Use schema to distinguish between dimension and fact tables

  • Hi to all,

    Long time reader of various SQL Server Central topics but first time contributor.

    I've been designing and developing data marts and data warehouses for many years now and lately came into a questionable (in my opinion) design forced by one of my customer. To make a long story short, their base design is the star schema, which I'm entirely fine with, but with dimension and fact tables placed into distinct schemata (apparently, that's the plural form of 'schema'): dimension tables are in the 'Dimension' schema and fact tables are in, you guessed it, the 'Fact' schema.

    In short, they are using schemata as prefixing devices, nothing more.

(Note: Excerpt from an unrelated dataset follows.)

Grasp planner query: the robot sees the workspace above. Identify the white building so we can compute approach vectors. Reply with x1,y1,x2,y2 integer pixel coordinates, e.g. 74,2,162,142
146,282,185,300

To achieve the same result, I usually name dimension tables Dim... and fact tables Fact..., which I feel is pretty typical, but, quite frankly, this is merely a convenient mnemonic device and I could easily get away without using any prefixing scheme whatsoever. On the other hand, I've never ever considered using schemata to do so. In my mind, schemata are logical containers mainly (dare I say solely?) used for ownership/security considerations: since I cannot think of any useful scenario in which fact tables would be accessed without being somehow joined to dimension tables (in a MDM context, I could think of viable scenarios the other way around but that's beyond the point), I feel using a 'Dimension' schema for dimension tables and a 'Fact' schema for fact tables (with that logic, why not a 'Bridge' schema for bridge or outrigger tables?) is, I don't know, cheap and "gimmickish".

    And what about performance? Would constantly joining dimension and fact tables in distinct schemata somehow impact the query execution plan? Initially, I don't believe so but I might be wrong (and in all honesty, I'm a bit too lazy to test it at this point).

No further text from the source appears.